Metrics

Inspect Karpenter Metrics

Karpenter makes several metrics available in Prometheus format to allow monitoring cluster provisioning status. These metrics are available by default at karpenter.karpenter.svc.cluster.local:8080/metrics configurable via the METRICS_PORT environment variable documented here

Consolidation Metrics

karpenter_consolidation_actions_performed

Number of consolidation actions performed. Labeled by action.

karpenter_consolidation_evaluation_duration_seconds

Duration of the consolidation evaluation process in seconds.

karpenter_consolidation_nodes_created

Number of nodes created in total by consolidation.

karpenter_consolidation_nodes_terminated

Number of nodes terminated in total by consolidation.

karpenter_consolidation_replacement_node_initialized_seconds

Amount of time required for a replacement node to become initialized.

Provisioner Metrics

karpenter_provisioner_limit

The Provisioner Limits are the limits specified on the provisioner that restrict the quantity of resources provisioned. Labeled by provisioner name and resource type.

karpenter_provisioner_usage

The Provisioner Usage is the amount of resources that have been provisioned by a particular provisioner. Labeled by provisioner name and resource type.
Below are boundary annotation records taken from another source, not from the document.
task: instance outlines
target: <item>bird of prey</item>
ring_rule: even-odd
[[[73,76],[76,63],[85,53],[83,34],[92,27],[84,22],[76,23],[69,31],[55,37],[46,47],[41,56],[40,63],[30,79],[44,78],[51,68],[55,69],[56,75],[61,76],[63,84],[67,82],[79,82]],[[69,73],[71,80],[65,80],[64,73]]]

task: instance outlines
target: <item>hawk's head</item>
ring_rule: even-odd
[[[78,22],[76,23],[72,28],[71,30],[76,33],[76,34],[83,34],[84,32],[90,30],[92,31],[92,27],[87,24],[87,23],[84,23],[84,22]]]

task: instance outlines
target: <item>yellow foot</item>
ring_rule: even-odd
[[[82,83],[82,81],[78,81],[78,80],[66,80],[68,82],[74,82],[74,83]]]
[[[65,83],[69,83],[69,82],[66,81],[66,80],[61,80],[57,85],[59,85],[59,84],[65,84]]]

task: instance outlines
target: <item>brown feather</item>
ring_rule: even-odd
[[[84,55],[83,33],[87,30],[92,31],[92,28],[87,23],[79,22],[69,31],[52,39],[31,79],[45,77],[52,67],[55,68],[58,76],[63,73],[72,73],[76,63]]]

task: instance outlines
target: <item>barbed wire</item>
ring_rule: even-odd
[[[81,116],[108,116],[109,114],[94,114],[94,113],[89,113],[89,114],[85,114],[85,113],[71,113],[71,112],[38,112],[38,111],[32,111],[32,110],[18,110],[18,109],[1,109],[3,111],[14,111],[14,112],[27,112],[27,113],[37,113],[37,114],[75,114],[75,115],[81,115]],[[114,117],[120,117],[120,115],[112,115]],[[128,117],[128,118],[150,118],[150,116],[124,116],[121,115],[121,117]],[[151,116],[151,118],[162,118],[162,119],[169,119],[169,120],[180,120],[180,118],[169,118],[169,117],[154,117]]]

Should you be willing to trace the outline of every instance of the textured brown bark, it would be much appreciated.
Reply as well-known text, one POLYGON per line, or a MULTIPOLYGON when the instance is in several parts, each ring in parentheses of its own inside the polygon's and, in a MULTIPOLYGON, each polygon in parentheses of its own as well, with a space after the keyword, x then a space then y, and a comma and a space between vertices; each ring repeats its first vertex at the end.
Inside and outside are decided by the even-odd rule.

karpenter_provisioner_usage_pct

The Provisioner Usage Percentage is the percentage of each resource used based on the resources provisioned and the limits that have been configured in the range [0,100]. Labeled by provisioner name and resource type.

Nodes Metrics

karpenter_nodes_allocatable

Node allocatable are the resources allocatable by nodes.

karpenter_nodes_system_overhead

Node system daemon overhead are the resources reserved for system overhead, the difference between the node’s capacity and allocatable values are reported by the status.

karpenter_nodes_termination_time_seconds

The time taken between a node’s deletion request and the removal of its finalizer

karpenter_nodes_total_daemon_limits

Node total daemon requests are the resource requested by DaemonSet pods bound to nodes.

karpenter_nodes_total_daemon_requests

Node total daemon limits are the resources specified by DaemonSet pod limits.

karpenter_nodes_total_pod_limits

Node total pod limits are the resources specified by non-DaemonSet pod limits.

karpenter_nodes_total_pod_requests

Node total pod requests are the resources requested by non-DaemonSet pods bound to nodes.

Pods Metrics

karpenter_pods_startup_time_seconds

The time from pod creation until the pod is running.

karpenter_pods_state

Pod state is the current state of pods. This metric can be used several ways as it is labeled by the pod name, namespace, owner, node, provisioner name, zone, architecture, capacity type, instance type and pod phase.

Cloudprovider Metrics

karpenter_cloudprovider_duration_seconds

Duration of cloud provider method calls. Labeled by the controller, method name and provider.

Allocation_controller Metrics

karpenter_allocation_controller_scheduling_duration_seconds

Duration of scheduling process in seconds. Broken down by provisioner and error.